Pas seulement des synecdoques

L’homme qui tombe de DeLillo montre précisément la compréhension nécessaire des deux effets contradictoires du trauma, et répond ainsi aux exigences stimulantes de Susana Onega concernant les ajustements formels que la fiction doit subir : « Pour relever le défi de donner une voix narrative au trauma, la littérature elle-même doit s’éloigner des schémas séquentiels traditionnels et développer de nouvelles formes, tout comme elle doit réviser les notions de temps, de mémoire et d’histoire[4]. » En d’autres termes, plus du côté de la littérature – et de Freud dans son analyse de la Gradiva de Jensen quand il disait que le poète en savait toujours plus que le scientifique –, il semble que l’écrivain ait réussi à concevoir de nouveaux modes de représentation des comportements post-traumatiques qui pourraient bien enrichir la connaissance théorique et médicale. Il est essentiel à cet égard de préciser que les remarques suivantes, consacrées aux romans de DeLillo et Safran Foer, ne sont pas un exercice de « psychanalyse appliquée ». Ils visent plutôt à mettre en lumière une vision littéraire spécifique qui, à bien des égards, s’apparente à, recoupe, ou même concurrence la théorie psychanalytique.

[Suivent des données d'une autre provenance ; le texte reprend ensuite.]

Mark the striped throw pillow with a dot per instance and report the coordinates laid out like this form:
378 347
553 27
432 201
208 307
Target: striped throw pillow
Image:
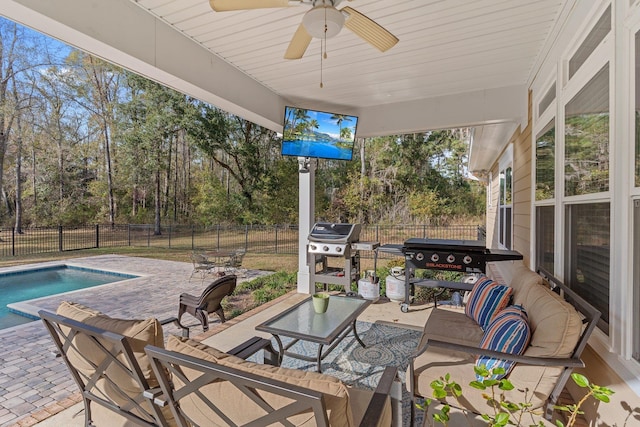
486 300
509 333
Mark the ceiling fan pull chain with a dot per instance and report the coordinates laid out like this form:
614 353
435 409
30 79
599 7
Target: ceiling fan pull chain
323 47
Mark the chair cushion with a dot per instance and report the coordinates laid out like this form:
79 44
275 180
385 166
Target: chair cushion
139 333
242 410
486 300
508 332
555 324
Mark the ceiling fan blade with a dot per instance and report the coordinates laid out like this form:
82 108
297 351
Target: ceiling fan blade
369 30
299 43
228 5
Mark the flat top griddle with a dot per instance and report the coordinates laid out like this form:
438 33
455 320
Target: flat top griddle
444 245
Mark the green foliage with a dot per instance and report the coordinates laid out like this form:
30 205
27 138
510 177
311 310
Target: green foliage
269 287
102 144
505 412
602 394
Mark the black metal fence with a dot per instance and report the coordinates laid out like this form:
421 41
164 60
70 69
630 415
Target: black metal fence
275 239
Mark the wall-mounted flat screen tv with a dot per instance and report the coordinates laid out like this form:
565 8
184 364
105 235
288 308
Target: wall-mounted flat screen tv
310 133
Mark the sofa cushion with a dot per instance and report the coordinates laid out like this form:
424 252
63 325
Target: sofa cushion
508 332
523 280
486 300
460 329
242 410
555 324
436 362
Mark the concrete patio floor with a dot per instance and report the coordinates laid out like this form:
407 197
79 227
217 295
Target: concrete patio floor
38 390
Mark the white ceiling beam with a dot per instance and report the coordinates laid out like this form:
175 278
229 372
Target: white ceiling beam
123 33
500 105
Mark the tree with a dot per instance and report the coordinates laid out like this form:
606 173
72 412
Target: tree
95 85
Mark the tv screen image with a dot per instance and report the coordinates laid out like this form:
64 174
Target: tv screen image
310 133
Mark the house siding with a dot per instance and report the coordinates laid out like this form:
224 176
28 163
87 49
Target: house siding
522 166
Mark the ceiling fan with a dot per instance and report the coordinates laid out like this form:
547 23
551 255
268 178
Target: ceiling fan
322 21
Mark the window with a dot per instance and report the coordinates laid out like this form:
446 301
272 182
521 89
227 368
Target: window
545 229
586 157
504 206
545 161
591 42
588 254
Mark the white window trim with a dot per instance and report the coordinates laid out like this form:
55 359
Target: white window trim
506 161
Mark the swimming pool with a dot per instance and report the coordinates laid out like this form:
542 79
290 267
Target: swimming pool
36 283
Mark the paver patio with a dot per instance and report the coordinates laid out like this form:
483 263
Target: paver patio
32 379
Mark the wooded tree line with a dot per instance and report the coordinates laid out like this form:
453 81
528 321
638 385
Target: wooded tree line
83 141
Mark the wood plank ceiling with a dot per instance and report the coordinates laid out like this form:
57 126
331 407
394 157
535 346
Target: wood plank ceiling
446 47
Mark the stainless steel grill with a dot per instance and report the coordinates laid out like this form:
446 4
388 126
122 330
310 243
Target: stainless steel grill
329 242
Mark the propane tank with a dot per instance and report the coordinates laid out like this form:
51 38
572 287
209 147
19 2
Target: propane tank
369 286
395 284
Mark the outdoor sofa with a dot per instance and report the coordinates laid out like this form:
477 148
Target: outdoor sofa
128 377
546 341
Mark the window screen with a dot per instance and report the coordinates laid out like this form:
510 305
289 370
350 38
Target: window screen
545 229
588 255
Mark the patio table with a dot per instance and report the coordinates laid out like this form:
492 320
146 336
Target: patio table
301 322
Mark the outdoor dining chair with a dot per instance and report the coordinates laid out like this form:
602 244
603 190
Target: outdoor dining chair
210 301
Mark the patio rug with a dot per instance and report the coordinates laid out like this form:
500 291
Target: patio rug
362 367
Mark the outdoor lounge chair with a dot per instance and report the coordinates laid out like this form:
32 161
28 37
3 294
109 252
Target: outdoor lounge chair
107 361
209 302
204 386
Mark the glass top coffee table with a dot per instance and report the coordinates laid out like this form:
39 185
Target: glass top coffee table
301 322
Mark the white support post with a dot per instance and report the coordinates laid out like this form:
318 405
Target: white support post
306 214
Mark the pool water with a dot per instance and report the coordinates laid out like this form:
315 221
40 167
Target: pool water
29 284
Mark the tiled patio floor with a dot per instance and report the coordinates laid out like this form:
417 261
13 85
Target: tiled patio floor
32 379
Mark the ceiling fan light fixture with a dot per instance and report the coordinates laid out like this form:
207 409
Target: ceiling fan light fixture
314 21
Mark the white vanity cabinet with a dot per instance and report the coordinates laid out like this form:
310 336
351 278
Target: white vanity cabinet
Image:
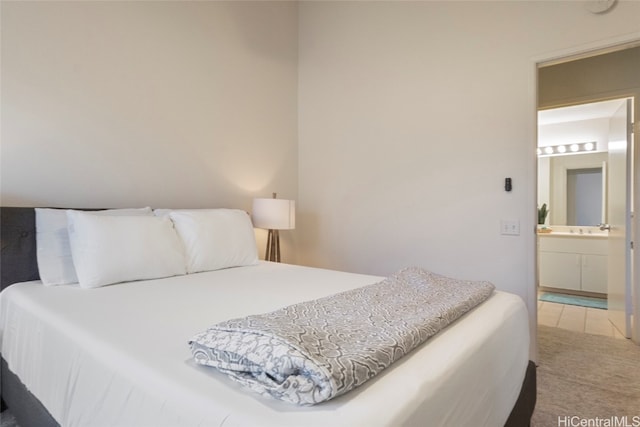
576 262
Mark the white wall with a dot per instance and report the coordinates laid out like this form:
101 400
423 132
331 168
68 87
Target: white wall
411 116
168 104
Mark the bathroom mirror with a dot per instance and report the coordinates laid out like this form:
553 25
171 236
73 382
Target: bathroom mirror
574 188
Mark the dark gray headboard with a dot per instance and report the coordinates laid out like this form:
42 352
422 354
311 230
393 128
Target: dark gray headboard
18 261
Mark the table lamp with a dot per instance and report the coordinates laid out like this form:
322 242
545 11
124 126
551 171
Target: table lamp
274 215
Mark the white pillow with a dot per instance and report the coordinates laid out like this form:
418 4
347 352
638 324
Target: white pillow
114 249
55 264
216 238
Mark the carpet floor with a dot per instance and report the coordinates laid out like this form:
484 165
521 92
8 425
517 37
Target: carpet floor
586 376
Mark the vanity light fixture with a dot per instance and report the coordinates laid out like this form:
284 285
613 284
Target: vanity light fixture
551 150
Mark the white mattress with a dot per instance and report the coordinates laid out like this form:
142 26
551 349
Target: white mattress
118 355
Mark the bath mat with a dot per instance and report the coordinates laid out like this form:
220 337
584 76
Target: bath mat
574 300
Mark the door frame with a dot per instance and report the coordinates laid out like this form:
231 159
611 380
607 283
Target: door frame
600 48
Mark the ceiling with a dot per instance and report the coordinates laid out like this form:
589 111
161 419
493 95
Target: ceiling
574 113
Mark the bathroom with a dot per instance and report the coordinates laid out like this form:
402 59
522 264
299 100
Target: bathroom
578 167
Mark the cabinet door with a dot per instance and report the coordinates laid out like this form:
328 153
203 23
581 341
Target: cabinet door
594 273
560 270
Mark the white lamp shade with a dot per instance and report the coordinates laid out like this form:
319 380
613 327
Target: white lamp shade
274 214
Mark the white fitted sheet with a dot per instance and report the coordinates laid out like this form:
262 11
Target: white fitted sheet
118 355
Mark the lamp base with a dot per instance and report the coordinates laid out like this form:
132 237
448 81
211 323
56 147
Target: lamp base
273 246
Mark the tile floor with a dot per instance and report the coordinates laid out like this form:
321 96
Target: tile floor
574 318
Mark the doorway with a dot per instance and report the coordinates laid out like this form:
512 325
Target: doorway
571 83
574 175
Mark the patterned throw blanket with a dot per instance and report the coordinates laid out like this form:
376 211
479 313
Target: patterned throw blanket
311 352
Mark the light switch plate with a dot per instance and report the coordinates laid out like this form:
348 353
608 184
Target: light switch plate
510 227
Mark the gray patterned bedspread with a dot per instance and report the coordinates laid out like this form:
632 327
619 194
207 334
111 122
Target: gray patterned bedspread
311 352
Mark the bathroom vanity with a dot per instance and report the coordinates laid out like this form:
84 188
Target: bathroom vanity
574 258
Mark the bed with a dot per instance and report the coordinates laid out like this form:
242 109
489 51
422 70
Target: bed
118 354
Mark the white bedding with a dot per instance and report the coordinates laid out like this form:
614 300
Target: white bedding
118 355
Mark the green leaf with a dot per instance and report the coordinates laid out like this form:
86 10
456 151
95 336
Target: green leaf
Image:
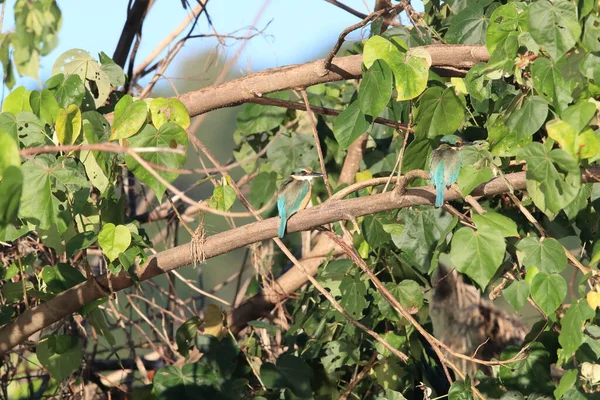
530 374
186 335
25 127
61 355
571 333
81 241
61 277
257 118
567 381
353 291
503 142
80 62
528 115
290 152
43 208
546 254
130 117
170 136
516 294
478 254
223 198
340 353
169 110
440 112
114 240
66 89
68 125
468 27
44 105
373 232
591 33
395 340
11 188
13 291
549 82
410 77
548 291
349 125
9 152
558 189
496 222
460 390
504 21
263 188
554 26
332 275
17 101
114 71
375 88
379 48
408 293
298 374
423 229
470 177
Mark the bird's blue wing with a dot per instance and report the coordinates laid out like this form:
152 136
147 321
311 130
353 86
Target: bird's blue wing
452 165
436 174
290 200
282 216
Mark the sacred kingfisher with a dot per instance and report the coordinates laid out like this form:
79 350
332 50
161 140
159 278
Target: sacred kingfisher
445 165
294 194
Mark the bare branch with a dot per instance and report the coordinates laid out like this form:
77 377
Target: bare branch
74 298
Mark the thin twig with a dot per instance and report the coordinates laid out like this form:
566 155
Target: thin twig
367 368
345 32
313 125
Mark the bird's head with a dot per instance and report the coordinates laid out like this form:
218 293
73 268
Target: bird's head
452 140
304 174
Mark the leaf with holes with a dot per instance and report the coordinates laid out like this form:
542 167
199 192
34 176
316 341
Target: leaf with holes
440 112
527 115
478 254
546 254
169 136
349 125
468 27
223 198
68 125
80 62
67 89
44 105
375 88
169 110
548 291
61 355
554 26
114 240
130 118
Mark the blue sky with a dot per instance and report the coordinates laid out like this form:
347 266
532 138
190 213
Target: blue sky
299 31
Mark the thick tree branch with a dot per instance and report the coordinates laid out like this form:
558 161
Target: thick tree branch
255 85
73 299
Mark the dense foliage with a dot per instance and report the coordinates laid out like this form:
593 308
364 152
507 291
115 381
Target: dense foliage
534 106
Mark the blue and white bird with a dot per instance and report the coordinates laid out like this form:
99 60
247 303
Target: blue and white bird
445 165
294 195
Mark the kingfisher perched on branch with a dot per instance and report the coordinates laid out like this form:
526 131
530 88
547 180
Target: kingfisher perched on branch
294 194
445 165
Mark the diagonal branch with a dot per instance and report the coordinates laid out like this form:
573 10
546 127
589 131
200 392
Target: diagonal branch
74 298
253 86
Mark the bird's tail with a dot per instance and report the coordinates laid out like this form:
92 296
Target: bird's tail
439 195
282 225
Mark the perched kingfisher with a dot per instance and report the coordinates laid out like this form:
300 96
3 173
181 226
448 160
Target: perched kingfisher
445 165
294 194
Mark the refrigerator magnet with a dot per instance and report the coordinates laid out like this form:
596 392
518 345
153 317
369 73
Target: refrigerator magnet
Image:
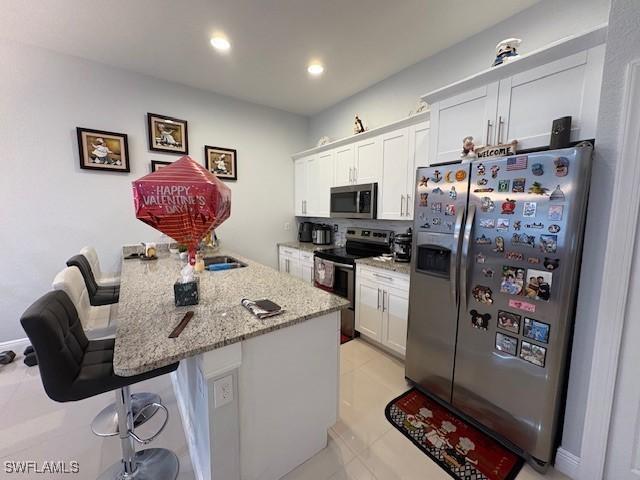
535 330
488 223
536 188
555 212
508 207
509 321
561 165
503 185
506 344
551 264
529 209
548 243
532 353
539 284
512 280
487 205
502 224
518 185
482 294
524 306
483 240
480 320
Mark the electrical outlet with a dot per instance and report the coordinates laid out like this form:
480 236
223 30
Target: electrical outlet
223 391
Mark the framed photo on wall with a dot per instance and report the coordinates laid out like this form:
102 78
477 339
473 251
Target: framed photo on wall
223 162
101 150
158 164
167 134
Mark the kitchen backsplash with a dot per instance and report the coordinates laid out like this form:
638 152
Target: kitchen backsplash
397 226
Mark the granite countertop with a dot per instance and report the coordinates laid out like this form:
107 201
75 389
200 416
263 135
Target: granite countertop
305 246
147 314
392 265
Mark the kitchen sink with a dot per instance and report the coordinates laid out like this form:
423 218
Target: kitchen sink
223 260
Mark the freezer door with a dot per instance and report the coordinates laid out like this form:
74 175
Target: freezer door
440 200
521 250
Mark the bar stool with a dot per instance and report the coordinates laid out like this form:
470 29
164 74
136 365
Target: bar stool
103 279
98 295
73 368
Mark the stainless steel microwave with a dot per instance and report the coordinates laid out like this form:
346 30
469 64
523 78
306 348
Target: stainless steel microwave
354 201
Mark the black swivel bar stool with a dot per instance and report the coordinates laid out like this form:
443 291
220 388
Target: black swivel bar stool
73 368
98 294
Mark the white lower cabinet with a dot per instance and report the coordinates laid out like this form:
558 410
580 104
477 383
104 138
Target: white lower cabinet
296 262
382 307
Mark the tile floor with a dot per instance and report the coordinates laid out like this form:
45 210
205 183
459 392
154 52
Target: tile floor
362 444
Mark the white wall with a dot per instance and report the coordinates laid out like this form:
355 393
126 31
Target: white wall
393 98
50 208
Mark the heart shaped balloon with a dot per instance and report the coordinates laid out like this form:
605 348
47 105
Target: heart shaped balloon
182 200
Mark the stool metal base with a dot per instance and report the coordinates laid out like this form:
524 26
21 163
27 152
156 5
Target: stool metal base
105 424
151 464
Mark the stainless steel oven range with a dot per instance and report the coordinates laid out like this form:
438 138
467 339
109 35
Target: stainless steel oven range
360 243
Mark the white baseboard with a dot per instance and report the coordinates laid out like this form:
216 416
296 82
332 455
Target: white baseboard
567 463
18 345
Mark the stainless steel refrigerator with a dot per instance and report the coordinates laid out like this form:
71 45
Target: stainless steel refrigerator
496 258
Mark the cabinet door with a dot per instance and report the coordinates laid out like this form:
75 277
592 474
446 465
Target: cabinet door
300 186
343 161
392 191
395 317
319 181
471 113
531 100
418 157
368 160
368 310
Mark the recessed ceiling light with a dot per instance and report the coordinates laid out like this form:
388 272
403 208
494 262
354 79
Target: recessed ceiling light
315 68
220 43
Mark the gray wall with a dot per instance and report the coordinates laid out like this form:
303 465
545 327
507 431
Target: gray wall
393 98
50 208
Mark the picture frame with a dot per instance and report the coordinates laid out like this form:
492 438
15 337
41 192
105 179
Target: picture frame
222 162
103 150
167 134
158 164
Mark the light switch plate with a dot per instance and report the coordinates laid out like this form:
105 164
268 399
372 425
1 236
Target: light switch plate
223 391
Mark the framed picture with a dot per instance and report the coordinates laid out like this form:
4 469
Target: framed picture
158 164
167 134
100 150
223 162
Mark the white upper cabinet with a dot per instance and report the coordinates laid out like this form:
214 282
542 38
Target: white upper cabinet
470 113
344 163
392 194
531 100
300 185
368 160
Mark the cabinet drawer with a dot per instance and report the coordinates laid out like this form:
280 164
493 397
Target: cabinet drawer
290 252
384 277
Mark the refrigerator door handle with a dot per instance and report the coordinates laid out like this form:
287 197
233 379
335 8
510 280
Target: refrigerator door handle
453 266
466 242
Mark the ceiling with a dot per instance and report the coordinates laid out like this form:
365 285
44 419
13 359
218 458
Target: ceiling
360 42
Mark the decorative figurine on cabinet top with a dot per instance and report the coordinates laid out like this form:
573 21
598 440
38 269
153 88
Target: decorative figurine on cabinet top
468 149
506 50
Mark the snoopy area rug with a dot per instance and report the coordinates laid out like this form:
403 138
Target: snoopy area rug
461 450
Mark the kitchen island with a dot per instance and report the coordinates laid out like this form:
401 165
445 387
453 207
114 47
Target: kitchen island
256 396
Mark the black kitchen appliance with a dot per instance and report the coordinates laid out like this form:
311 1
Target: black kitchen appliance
402 246
321 234
305 232
361 242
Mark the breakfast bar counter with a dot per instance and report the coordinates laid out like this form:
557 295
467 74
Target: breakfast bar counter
256 397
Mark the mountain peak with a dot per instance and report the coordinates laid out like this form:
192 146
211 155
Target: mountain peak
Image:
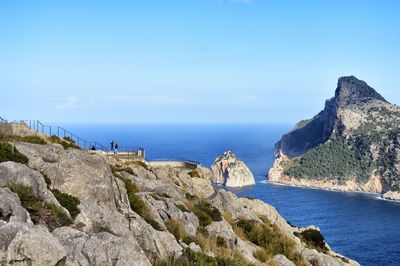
351 90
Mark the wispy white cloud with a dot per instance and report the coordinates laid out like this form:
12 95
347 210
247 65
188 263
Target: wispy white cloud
69 103
88 103
72 102
235 1
151 100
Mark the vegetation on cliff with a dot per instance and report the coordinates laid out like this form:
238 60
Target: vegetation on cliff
355 137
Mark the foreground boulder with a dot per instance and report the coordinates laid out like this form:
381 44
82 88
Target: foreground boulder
132 214
230 171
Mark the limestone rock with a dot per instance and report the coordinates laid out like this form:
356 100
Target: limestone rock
99 249
166 209
22 245
11 172
104 203
11 209
228 203
230 171
281 260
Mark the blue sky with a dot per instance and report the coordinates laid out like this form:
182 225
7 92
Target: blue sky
198 61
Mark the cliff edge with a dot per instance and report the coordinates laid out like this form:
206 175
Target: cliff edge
65 206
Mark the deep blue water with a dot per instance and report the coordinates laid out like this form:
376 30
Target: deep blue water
357 225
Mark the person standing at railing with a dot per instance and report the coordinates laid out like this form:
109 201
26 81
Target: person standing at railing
116 148
112 146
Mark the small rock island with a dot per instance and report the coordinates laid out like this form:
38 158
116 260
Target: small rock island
230 171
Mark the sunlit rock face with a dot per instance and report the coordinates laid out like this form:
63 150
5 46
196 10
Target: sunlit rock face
230 171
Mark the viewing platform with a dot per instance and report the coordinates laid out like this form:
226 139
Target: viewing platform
28 128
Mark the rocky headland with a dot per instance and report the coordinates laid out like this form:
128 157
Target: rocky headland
351 145
230 171
60 205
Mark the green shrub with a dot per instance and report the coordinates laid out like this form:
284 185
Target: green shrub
141 164
117 168
138 205
189 239
271 239
68 201
182 207
31 139
190 257
10 153
66 142
189 196
194 173
41 213
60 217
221 242
206 213
46 179
25 193
261 255
176 228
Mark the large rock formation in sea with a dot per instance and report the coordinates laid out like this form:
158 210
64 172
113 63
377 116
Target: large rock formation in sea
65 206
351 145
230 171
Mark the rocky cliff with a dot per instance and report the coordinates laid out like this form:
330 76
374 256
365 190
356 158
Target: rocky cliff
230 171
65 206
351 145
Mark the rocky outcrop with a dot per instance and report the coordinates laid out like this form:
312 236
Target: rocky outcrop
230 171
126 213
21 244
352 145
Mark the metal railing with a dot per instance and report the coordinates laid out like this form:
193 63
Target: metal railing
177 160
62 133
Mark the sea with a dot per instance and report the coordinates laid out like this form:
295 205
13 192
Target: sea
361 226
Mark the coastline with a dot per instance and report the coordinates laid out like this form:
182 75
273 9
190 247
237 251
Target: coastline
328 189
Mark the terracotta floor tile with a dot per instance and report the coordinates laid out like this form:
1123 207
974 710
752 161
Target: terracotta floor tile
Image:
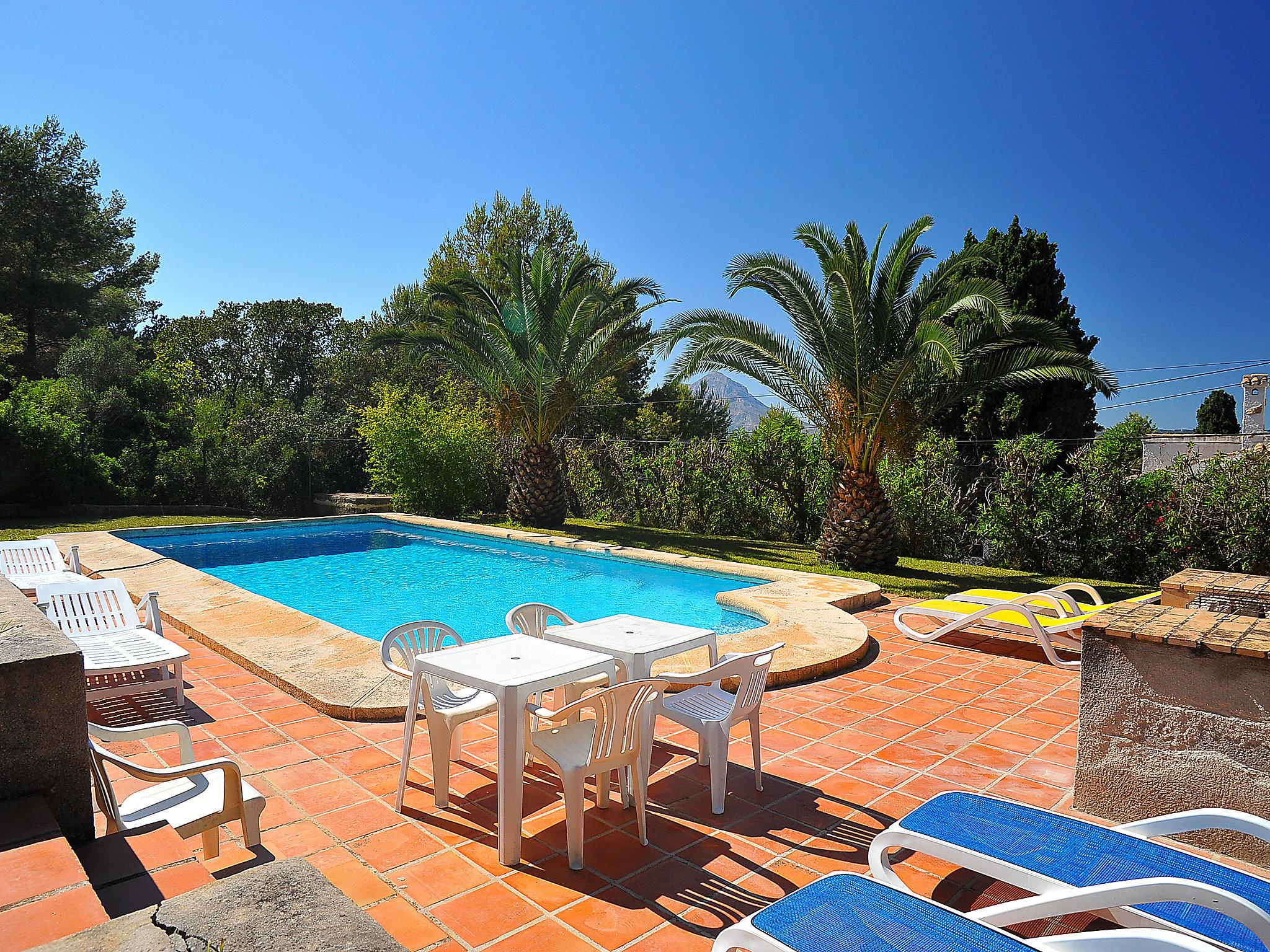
300 776
619 855
278 811
24 822
357 883
362 759
329 796
296 839
334 743
551 884
1054 775
407 924
122 855
50 919
484 914
484 853
395 847
1028 791
37 868
543 935
253 741
438 878
234 725
613 918
671 938
287 714
352 822
273 757
140 891
672 884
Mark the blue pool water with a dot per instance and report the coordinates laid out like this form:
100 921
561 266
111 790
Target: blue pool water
371 574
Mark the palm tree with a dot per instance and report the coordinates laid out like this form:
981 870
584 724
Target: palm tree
878 353
535 346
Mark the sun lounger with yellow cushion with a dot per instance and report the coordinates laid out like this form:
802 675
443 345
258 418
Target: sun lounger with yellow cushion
1014 617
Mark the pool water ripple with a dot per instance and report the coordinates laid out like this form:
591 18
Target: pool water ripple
370 574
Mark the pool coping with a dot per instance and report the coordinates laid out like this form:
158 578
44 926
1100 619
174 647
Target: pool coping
340 674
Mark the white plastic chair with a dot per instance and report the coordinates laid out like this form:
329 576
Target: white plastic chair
577 748
445 706
196 796
37 563
533 619
118 650
711 712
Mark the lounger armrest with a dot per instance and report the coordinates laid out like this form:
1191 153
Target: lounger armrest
1089 591
143 731
1061 603
1206 819
158 775
1122 941
1130 892
154 621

Dès son titre, L’Homme qui tombe affirme sa double ambition : plonger sans réserve dans l’intime et atteindre le plus universel en faisant réfléchir l’homme à sa nouvelle destinée. L’homme indéterminé et éponyme qui tombe peut ainsi se référer à l’artiste de la performance qui se jette du sommet de gratte-ciels avec un harnais de sécurité (qui ne le protège pas du choc et de la douleur), à Keith Neudecker, le protagoniste qui était dans la tour nord le 11 septembre ou à Hammad, qui volait sur l’un des deux avions qui ont frappé le World Trade Center – sans parler de toutes les personnes anonymes qui ont sauté de leurs fenêtres avant l’effondrement des tours, ou, comme suggéré plus haut, l’homme en général, l’humanité du XXIe siècle qui a été témoin passif, victime ou criminel, de l’attaque sans précédent.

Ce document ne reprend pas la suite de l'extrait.